India decriminalised homosexuality in 2009 and Delhi’s first Pride Parade (now an annual event) took place the same year. However, in December 2013 the Supreme Court overturned the legislation, re-criminalising gay sex, leading to protests around the world and a backlash in the Indian media. It is unclear which case will stand.

There is a burgeoning gay scene in many of India’s larger cities (Mumbai is the undisputed gay capital) and there are now a number of LGBT travel agents in India that are part of the International Gay & Lesbian Travel Association (www.iglta.org).

That said, regardless of the law, most of India’s LGBT community continue to keep their sexuality very private. Most people remain deeply conservative on the issue and coming out is generally considered to bring shame on a family. While two men holding hands or sharing a room will not raise eyebrows, open displays of affection most certainly will. Verbal harassment is common (though more likely to be suffered by locals) and police harassment is also a possibility.

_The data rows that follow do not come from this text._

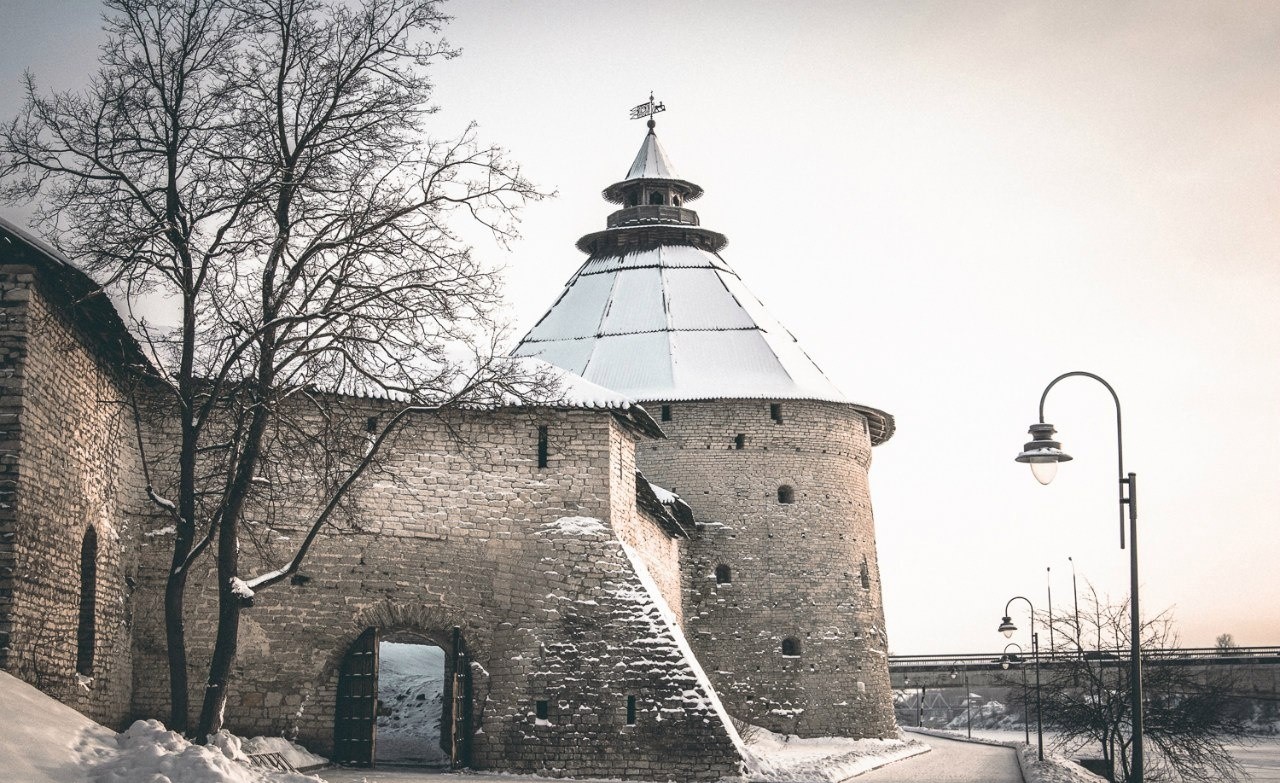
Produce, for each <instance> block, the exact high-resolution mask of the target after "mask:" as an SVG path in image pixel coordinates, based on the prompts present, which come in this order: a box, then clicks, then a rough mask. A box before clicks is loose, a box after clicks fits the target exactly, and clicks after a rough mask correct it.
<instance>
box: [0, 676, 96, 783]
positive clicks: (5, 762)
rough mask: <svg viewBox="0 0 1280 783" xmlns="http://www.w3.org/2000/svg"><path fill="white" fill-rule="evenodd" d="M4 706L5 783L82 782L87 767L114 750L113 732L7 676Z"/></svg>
mask: <svg viewBox="0 0 1280 783" xmlns="http://www.w3.org/2000/svg"><path fill="white" fill-rule="evenodd" d="M0 705H4V719H0V770H3V771H4V778H5V779H6V780H23V782H24V783H27V782H29V783H84V780H86V773H84V768H86V766H87V765H90V764H93V763H96V761H101V760H105V759H108V757H110V756H111V754H113V752H114V750H115V732H113V731H110V729H108V728H105V727H102V725H99V724H97V723H93V722H92V720H90V719H88V718H86V716H84V715H81V714H79V713H77V711H76V710H73V709H72V708H69V706H67V705H64V704H60V702H58V701H54V700H52V699H50V697H49V696H45V695H44V693H41V692H40V691H37V690H36V688H33V687H31V686H29V684H27V683H24V682H22V681H20V679H18V678H17V677H13V676H10V674H6V673H4V672H0Z"/></svg>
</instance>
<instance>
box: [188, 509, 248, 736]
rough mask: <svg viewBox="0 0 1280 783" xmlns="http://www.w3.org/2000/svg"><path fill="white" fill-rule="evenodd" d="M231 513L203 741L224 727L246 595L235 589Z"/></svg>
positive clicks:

Travellers with disabilities

While it is possible to travel in India if you are disabled, it certainly isn’t easy. Poor infrastructure and health-care facilities pose difficulties for all visitors, and the challenges are undoubtedly magnified if you have a physical disability. Hotels, tourist sites and public places are rarely wheelchair accessible and little if any assistance is provided for those with hearing or sight problems. There is widespread discrimination against the disabled, with many people believing that a disability is the result of wrongdoing in a previous life. India has no welfare support for those with disabilities and consequently many disabled people resort to begging on the streets.

If you do travel to Kashmir, you will need to plan ahead and make sure all transport and accommodation providers are briefed about your needs well in advance. Airlines and upper-end hotels are generally helpful provided you give them time to prepare and are explicit about what you need. For tips about travelling with a wheelchair, and for details of wheelchair-accessible hotels, contact Accessible Journeys (35 West Sellers Av, Ridley Pk, PA 19078, USA; tel: +1 800 846 4537; email: sales@accessiblejourneys.com; www.accessiblejourneys.com).

Travelling with children

With thanks to Hilary Stock

High altitude desert in summertime is a good climate for travelling with children as long as you’re equipped properly.

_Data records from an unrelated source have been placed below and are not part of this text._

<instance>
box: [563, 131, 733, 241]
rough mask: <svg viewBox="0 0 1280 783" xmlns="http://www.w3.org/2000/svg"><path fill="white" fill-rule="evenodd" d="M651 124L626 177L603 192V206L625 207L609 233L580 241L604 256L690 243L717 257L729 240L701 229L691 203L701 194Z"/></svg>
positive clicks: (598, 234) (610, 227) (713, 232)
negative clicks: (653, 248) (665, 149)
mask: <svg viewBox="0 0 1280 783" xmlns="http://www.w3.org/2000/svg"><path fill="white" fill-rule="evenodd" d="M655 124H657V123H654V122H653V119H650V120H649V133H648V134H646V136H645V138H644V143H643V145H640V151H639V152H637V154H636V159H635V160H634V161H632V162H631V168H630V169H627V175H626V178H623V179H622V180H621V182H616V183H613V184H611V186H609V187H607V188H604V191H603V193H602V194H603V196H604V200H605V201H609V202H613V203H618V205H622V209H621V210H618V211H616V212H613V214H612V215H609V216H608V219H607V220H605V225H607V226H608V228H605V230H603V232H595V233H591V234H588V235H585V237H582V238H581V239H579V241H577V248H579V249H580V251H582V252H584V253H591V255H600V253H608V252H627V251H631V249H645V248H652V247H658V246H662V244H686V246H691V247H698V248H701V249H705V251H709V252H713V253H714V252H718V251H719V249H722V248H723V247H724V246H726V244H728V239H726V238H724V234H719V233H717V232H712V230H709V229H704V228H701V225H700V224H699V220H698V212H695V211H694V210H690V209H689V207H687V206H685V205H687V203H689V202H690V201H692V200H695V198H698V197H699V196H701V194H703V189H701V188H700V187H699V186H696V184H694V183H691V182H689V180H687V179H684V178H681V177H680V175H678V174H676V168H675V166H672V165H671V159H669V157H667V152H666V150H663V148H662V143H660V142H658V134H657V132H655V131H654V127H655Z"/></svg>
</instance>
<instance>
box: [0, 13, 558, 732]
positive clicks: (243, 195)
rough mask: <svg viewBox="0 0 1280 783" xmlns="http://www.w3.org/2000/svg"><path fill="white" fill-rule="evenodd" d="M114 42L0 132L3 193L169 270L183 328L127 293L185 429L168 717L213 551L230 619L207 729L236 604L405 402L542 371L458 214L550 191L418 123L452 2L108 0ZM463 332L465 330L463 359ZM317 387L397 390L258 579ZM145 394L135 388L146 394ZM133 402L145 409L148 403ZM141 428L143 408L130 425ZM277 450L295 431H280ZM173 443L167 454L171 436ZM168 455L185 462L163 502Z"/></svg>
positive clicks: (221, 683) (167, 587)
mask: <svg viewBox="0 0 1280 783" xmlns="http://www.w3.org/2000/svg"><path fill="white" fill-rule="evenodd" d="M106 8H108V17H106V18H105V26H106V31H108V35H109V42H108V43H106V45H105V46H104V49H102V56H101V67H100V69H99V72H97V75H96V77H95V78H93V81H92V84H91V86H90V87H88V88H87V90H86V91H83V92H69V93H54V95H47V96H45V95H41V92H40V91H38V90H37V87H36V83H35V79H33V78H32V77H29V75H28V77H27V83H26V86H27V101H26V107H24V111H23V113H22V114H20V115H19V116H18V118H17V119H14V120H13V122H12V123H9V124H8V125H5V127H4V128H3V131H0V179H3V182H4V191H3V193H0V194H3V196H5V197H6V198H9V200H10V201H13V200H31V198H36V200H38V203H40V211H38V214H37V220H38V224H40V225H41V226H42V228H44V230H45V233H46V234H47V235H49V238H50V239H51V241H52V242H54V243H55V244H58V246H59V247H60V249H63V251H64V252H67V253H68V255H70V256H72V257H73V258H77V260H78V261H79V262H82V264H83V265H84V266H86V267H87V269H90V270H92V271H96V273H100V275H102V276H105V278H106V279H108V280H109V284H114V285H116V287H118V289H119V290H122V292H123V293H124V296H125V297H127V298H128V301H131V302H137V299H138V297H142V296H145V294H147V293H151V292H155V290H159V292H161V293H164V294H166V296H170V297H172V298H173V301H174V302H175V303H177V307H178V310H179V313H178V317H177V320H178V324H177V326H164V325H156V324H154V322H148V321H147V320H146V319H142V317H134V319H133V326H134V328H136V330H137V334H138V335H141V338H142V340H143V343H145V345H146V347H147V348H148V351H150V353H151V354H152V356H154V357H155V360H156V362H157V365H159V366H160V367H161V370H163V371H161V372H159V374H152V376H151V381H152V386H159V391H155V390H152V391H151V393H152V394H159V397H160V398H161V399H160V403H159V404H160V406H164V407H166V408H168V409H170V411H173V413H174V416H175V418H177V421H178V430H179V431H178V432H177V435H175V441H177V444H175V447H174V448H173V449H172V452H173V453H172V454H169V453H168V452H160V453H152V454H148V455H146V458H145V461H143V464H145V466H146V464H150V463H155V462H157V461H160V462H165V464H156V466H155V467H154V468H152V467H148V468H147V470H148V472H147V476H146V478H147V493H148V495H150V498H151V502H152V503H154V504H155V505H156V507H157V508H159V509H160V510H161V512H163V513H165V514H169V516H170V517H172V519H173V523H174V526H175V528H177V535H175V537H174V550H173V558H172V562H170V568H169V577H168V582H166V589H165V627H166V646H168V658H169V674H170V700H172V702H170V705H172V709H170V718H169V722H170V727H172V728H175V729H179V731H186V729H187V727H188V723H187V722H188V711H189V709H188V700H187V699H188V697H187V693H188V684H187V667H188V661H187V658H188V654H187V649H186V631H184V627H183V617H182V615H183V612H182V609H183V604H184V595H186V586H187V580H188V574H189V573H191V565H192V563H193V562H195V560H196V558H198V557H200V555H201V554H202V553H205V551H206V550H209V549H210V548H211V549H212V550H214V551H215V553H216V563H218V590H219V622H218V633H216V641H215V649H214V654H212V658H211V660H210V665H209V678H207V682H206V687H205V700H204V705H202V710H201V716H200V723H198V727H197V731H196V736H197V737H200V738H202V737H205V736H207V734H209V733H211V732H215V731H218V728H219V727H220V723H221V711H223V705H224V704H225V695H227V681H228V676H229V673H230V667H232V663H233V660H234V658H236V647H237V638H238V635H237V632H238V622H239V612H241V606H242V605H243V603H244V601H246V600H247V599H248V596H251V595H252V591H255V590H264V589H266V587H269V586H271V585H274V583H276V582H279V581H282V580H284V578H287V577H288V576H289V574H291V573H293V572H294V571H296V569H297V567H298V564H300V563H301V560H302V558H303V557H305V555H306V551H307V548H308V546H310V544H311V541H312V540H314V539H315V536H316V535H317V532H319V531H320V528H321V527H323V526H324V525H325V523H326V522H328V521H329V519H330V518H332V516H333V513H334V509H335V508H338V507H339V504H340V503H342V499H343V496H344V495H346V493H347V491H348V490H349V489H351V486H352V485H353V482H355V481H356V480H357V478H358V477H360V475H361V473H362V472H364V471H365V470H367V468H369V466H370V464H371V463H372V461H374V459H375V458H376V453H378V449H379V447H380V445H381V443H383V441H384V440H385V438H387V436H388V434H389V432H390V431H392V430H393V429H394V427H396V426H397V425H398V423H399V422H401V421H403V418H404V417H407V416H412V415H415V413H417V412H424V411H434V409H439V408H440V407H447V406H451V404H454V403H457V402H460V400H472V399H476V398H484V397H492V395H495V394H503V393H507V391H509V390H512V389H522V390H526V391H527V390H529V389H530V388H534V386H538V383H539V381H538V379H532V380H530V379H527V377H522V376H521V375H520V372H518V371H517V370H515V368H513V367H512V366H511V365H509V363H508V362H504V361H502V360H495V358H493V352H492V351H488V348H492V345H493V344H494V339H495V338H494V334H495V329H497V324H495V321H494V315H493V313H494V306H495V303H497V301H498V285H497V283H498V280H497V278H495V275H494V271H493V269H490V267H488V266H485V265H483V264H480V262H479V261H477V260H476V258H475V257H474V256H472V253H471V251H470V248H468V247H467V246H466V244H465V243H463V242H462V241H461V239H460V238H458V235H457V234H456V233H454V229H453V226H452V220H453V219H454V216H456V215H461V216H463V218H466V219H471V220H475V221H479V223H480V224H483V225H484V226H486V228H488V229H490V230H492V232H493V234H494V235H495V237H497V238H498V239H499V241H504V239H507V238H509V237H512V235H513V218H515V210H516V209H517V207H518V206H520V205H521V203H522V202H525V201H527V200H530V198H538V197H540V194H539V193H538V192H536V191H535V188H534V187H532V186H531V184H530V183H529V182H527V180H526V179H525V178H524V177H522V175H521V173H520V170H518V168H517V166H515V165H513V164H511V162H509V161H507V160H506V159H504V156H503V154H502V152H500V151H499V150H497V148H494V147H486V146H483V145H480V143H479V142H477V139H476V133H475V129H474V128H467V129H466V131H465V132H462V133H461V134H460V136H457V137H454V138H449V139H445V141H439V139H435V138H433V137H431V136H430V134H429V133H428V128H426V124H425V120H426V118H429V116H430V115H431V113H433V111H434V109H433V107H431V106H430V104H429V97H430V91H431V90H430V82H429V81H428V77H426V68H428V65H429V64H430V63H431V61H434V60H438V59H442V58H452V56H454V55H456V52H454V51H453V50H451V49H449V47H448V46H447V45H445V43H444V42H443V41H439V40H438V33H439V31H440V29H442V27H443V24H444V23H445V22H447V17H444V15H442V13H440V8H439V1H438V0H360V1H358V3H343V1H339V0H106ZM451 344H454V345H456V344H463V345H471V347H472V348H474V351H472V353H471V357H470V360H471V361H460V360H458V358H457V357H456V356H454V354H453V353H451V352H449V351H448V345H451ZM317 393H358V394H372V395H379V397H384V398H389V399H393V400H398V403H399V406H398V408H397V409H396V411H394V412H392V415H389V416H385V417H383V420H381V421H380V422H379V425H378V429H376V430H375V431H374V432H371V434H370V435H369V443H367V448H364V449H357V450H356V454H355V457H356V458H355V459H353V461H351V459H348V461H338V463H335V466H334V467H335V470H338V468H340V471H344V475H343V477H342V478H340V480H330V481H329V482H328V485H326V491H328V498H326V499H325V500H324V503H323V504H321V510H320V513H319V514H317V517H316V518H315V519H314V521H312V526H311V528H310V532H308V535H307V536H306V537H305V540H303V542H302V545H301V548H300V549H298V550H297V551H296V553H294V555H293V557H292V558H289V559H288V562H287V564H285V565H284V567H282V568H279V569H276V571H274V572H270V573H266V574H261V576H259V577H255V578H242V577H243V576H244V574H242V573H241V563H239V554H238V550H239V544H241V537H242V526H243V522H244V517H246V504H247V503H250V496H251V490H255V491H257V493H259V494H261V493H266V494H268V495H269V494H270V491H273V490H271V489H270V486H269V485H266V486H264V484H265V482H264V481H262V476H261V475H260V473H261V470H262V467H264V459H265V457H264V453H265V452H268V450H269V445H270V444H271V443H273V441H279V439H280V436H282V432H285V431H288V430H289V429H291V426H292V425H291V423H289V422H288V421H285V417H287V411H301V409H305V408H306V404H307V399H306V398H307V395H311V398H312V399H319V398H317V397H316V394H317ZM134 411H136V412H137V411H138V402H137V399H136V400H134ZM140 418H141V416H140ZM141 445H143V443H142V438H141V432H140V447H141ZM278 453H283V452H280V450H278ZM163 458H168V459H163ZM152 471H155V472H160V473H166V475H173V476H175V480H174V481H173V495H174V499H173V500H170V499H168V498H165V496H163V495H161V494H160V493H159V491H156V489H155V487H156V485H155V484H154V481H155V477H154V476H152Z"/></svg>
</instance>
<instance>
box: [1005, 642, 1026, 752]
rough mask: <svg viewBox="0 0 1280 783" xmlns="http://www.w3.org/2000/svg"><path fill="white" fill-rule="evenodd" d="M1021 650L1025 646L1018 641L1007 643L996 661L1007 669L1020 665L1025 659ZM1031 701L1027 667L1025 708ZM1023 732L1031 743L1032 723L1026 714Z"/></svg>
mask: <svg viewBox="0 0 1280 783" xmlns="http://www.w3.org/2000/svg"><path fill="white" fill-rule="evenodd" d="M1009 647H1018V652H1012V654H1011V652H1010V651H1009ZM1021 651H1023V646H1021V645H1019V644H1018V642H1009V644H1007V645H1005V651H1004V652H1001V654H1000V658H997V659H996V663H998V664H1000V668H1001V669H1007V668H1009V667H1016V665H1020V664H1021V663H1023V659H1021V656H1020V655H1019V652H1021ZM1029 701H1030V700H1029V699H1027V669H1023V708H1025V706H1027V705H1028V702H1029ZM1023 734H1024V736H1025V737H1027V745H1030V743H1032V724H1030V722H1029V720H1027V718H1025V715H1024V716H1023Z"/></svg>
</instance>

Because of the dangers of altitude mountain sickness (AMS), this destination is not recommended for babies or children too young to communicate symptoms. For older children and teenagers, it is a dream place to travel.

A child playing in the mountain villages of Zanskar, Kashmir, India by Maximum Exposure Productions 2013

There are abundant homestays, allowing families to gain unprecedented access to the local culture. Accommodation is cheap, the food is child-friendly and activities abound: cycling, river rafting, camping, trekking, sightseeing, shopping in markets.

There has been little research into the effects on children of the popular drug Diamox, which counters the effects of AMS. Better to do a gradual, drug-free ascent if possible, or if you fly in, be sure to block off at least three days on arrival to do nothing and acclimatise.

Teenagers are said to suffer more from AMS than younger children or adults. Try to be clear of any international jet lag before travelling to the region as it can muddle symptoms. AMS can sound frightening and should be taken seriously, but it’s the only health hurdle you have to deal with in order to access one of the most beautiful and welcoming areas in the world. (And some children don’t suffer at all.)

(Photo: A child playing in one of the mountain villages in Zanskar Valley © Maximum Exposure Productions 2013)

High altitude desert in summertime is a good climate for travelling with children as long as you’re equipped properly. Travel light and efficiently, but be warned: appropriate clothing might not be a teenager’s idea of fashion. The sun is extreme, so pack good sunglasses and wide-brimmed hats, and the very highest factor suncreams and lipsalve. Take any children’s medicines with you. Dehydration is a challenge. Children are particularly vulnerable and need to be reminded constantly to drink water.